A 90-year-old Hong Kong cardinal will go on trial next Monday along with four fellow democracy supporters over their role in running a fund to help defend people arrested in anti-government protests.

Cardinal Joseph Zen, one of Asia's highest-ranking Catholic clerics, was originally detained earlier this year under a national security law that Beijing imposed on Hong Kong to quell dissent.

His arrest for colluding with foreign forces sent shock waves through the city's Catholic community and renewed criticism of Vatican's warming ties with Beijing, including from fellow senior clergymen.

Zen has not been charged with a national security offence, which can carry up to life in jail.

He and his fellow defendants, including activist and singer Denise Ho and former human rights barrister Margaret Ng, are being prosecuted for the less serious offence of failing to properly register their defence fund as a society.

If convicted they face a fine of up to HK $10,000 $1,274 but no jail time. All of them pleaded not guilty.

Pope Francis did not say anything about Zen's arrest after the development of the situation very closely, but he said he was determined to continue pursuing a dialogue with Beijing and has been muted by the Vatican.
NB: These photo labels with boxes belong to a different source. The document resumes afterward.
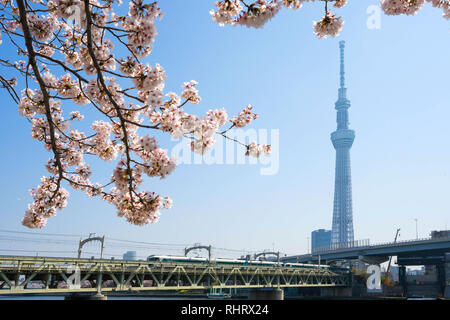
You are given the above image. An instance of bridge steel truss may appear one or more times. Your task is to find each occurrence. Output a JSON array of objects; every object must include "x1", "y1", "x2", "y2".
[{"x1": 0, "y1": 256, "x2": 351, "y2": 295}]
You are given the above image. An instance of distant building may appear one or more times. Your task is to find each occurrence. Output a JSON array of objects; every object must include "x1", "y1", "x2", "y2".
[
  {"x1": 430, "y1": 230, "x2": 450, "y2": 239},
  {"x1": 311, "y1": 229, "x2": 331, "y2": 252},
  {"x1": 123, "y1": 251, "x2": 137, "y2": 260}
]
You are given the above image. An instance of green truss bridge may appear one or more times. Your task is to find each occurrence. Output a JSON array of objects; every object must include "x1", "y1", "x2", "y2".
[{"x1": 0, "y1": 256, "x2": 351, "y2": 295}]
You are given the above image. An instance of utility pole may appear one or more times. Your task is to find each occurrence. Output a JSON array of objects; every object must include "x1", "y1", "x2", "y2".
[
  {"x1": 306, "y1": 237, "x2": 309, "y2": 253},
  {"x1": 414, "y1": 219, "x2": 419, "y2": 240}
]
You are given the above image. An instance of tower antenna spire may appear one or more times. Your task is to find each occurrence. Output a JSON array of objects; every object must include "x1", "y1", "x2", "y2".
[{"x1": 339, "y1": 41, "x2": 345, "y2": 88}]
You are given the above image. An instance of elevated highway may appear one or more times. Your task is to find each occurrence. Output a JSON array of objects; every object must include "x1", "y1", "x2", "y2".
[
  {"x1": 281, "y1": 237, "x2": 450, "y2": 264},
  {"x1": 0, "y1": 256, "x2": 351, "y2": 295}
]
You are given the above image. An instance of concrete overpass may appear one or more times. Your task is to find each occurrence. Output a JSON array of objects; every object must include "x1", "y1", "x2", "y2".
[{"x1": 281, "y1": 237, "x2": 450, "y2": 265}]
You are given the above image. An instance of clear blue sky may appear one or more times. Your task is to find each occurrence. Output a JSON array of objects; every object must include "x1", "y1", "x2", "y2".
[{"x1": 0, "y1": 0, "x2": 450, "y2": 255}]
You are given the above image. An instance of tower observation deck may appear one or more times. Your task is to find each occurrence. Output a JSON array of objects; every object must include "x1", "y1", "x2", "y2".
[{"x1": 331, "y1": 41, "x2": 355, "y2": 243}]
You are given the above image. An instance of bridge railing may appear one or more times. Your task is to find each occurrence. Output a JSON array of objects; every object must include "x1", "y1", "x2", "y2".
[
  {"x1": 312, "y1": 232, "x2": 450, "y2": 255},
  {"x1": 312, "y1": 239, "x2": 370, "y2": 254}
]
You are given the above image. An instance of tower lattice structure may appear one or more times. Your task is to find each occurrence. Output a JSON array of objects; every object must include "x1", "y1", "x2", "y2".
[{"x1": 331, "y1": 41, "x2": 355, "y2": 244}]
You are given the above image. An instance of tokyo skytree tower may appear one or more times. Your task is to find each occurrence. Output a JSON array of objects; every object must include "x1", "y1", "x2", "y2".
[{"x1": 331, "y1": 41, "x2": 355, "y2": 244}]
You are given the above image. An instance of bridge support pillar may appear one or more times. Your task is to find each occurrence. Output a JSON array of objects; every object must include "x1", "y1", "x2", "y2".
[
  {"x1": 398, "y1": 266, "x2": 408, "y2": 297},
  {"x1": 248, "y1": 288, "x2": 284, "y2": 300},
  {"x1": 443, "y1": 252, "x2": 450, "y2": 298},
  {"x1": 64, "y1": 293, "x2": 108, "y2": 300}
]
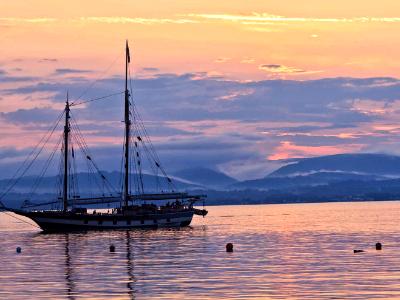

Zen's prosecution comes at a sensitive time for the Vatican, which is working to renew its controversial agreement with Beijing later this year over the appointment of bishops in China.

Zen was hugely critical, calling the deal a sellout of China's underground Catholics.

One of the most prominent Catholic clergymen to criticise the Vatican's response to Zen's arrest is German Cardinal Gerhard Mueller. Mueller told the Italian newspaper Il Messaggero earlier this month that he was disappointed that a recent consistory of cardinals in Rome did not speak in support of Zen.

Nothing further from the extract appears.